Veloc trots forward briskly, and, as the two wagons halt briefly, gives Visimar a shoulder and two good legs to lean upon, so that he can take his weight from the worn piece of wood and leather that has for so many years been strapped to his once-whole body.

“Let us get back under way as quickly as we can,” Caliphestros commands, at which Keera gets her horses moving once more and he speaks to her privately. “For I would be finished with this tale, ere we reach the meadow Sentek Arnem and I spoke of, when Akillus and his scouts will return …”

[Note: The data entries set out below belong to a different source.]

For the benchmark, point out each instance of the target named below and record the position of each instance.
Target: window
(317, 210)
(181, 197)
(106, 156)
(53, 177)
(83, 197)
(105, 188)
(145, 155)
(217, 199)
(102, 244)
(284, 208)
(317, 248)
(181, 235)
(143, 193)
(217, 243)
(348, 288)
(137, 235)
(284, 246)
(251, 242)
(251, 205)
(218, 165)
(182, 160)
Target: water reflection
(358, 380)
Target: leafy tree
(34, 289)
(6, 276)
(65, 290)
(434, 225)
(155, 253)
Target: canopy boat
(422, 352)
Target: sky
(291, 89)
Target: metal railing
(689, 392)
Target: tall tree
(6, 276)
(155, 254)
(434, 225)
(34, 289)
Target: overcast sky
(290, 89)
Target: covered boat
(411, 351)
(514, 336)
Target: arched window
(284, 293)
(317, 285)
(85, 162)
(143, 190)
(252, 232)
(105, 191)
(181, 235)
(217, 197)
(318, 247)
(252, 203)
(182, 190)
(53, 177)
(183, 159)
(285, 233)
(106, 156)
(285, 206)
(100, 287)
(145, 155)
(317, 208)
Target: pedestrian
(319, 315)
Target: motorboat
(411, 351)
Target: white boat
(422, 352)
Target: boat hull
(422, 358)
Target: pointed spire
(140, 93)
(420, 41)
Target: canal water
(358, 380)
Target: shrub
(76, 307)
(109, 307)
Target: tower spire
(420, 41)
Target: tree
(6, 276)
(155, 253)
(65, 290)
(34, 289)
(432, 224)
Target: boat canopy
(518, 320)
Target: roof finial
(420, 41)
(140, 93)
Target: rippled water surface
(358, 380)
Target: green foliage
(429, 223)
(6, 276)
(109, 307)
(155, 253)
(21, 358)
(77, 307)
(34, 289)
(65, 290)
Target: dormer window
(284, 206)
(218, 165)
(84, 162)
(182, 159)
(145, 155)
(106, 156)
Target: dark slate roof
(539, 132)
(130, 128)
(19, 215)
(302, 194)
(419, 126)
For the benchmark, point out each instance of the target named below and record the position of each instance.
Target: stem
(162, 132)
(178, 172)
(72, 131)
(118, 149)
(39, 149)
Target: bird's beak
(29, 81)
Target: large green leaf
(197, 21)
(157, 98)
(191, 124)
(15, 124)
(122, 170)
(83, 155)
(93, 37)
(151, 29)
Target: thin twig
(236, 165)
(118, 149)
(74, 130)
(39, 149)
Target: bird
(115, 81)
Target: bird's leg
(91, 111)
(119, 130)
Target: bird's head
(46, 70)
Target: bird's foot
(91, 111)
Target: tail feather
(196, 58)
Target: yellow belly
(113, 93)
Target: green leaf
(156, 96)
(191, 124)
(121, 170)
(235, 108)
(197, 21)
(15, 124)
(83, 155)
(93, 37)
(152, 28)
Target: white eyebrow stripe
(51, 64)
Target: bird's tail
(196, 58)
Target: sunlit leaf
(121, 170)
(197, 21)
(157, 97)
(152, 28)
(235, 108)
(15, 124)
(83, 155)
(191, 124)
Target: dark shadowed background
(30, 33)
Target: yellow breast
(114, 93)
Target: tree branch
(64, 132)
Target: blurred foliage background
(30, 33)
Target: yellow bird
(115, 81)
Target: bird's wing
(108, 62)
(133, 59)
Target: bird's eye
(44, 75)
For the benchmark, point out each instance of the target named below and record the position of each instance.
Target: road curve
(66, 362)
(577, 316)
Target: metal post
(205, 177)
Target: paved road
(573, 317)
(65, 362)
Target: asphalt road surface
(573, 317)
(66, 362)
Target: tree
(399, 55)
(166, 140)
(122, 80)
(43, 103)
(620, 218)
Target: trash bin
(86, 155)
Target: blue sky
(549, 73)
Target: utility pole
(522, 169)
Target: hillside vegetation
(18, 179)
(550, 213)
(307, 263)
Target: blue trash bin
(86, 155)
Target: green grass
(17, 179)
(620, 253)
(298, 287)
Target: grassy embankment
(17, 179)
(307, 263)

Heldo-Bah is soon preoccupied enough with the business of getting Visimar up and onto his cart’s bench that he cannot so much as try to listen to the conversation that unfolds in the conveyance ahead. Once his horses are pulling again, however, the gap-toothed Bane leans to his side and says to his new passenger:

“All right, acolyte—I will make my friendship easy for you: tell me what those two are talking about.”

“Why should you wish to know, Heldo-Bah?” Visimar says, in a congenial but firm fashion. “Even if I told you, it would be as a language deeply foreign to you: mere nonsense-speak that would only conflict with your outlook upon the world.”

Heldo-Bah’s eyes widen. “You know me so well that you can say this with certainty?”

“I believe so,” Visimar answers. Then he turns to the third forager, who walks beside the wagon. “Am I wrong, Veloc?”

Veloc laughs. “You are not, Visimar.” He looks to his gap-toothed friend, and says proudly, “They speak of love, Heldo-Bah, if I am right.”

“Oh,” Heldo-Bah answers. “And so I know nothing of love? Or of loss?”

“I did not say that,” Visimar answers. “Simply not of the type of love that they are discussing.”

“Believe what you like, you two,” Heldo-Bah says, attempting to rise above the insult with rather absurd pride. “But at the same time, return to our story—I want to know how our that clever relic we’ve been traveling with”—he points to Caliphestros—“ever coaxed that supreme beauty into his bed.”

“And why need he have been the one who did the coaxing, Heldo-Bah?” Visimar demands.


That
argument again,” the sharp-toothed forager grunts. “Leave such ideas to fools like Veloc, old man—they are beneath you, if you are half the mystical scholar the Tall once believed you.”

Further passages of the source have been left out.